K. Piper2, K. J. Baxter1, I. McCarthy3, M. V. Raval5 1Emory University School Of Medicine,Division Of Pediatric Surgery,Atlanta, GA, USA 2Emory University,Rollins School Of Public Health,Atlanta, GA, USA 3Emory University,Department Of Economics,Atlanta, GA, USA 5Feinberg School Of Medicine – Northwestern University,Department Of Surgery, Division Of Pediatric Surgery, Ann & Robert H. Lurie Childen’s Hospital Of Chicago,Chicago, IL, USA
Introduction: Children’s hospitals (CH) provide high volume, specialized, and resource intense care to children. Though CH comprise less than 5% of all hospitals in the United States, they account for 40% of pediatric inpatient days and 50% of pediatric healthcare costs. Because these hospitals represent a disproportionate amount of pediatric healthcare costs, it is important to determine if the care provided by CH is justified by improved health outcomes. When using large administrative and claims data sources, the first methodological step needed to compare health outcomes is to classify hospitals as CH and non-children’s hospitals (NCH). There are currently no systematic or standardized methods for classifying hospitals. The purpose of this study was to describe a novel and reproducible hospital classification methodology.
Methods: Using data from the 2015 American Hospital Association (AHA) Survey, 4,464 hospitals were classified into four categories (Tiers A-D) based on self-reported proportion of pediatric admissions as well as presence of pediatric specific structural elements and service lines. Tier A included hospitals that only provided care to children. Tier B included non-Tier A hospitals that had key pediatric services including pediatric emergency departments, pediatric intensive care units, and neonatal intensive care units (NICU). Tier C included non-Tier B hospitals that provided limited key pediatric services. Tier D hospitals provided no key pediatric services. We then validated the classifications using publicly available data related to hospital memberships and participation in a variety of child health related programs.
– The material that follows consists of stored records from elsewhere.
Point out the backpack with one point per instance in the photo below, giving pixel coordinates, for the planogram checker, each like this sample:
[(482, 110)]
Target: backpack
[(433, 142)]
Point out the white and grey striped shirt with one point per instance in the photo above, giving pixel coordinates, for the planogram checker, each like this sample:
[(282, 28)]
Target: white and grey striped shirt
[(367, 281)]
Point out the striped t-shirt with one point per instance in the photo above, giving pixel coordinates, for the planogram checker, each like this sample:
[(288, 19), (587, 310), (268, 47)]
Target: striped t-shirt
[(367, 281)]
Results: 51 hospitals were classified as Tier A, 228 as Tier B, 1,721 as Tier C, and 1,728 as Tier D. The majority of Tier A hospitals were members of the Children’s Hospital Association (90.2%), while half of Tier B hospitals and very few Tier C/D hospitals were members. Similar trends were observed for membership in the Children’s Oncology Group, designation as a Level 1 Pediatric Trauma Center, performance of pediatric solid organ transplantation, provision of congenital heart surgery services, designation as a level 3 or 4 NICU, and membership in the National Surgical Quality Improvement Program-Pediatric (See Table).
Conclusion: Using AHA survey data is a feasible and valid method for classifying hospitals into CH (i.e. Tier A) and NCH (i.e. Tiers B, C, and D) categories using a reproducible multi-tiered system. For specific studies and research questions, investigators may elect to consider both Tier A and Tier B hospitals as CH. Further clinical validation of this hospital classification method is needed through application to administrative data sources.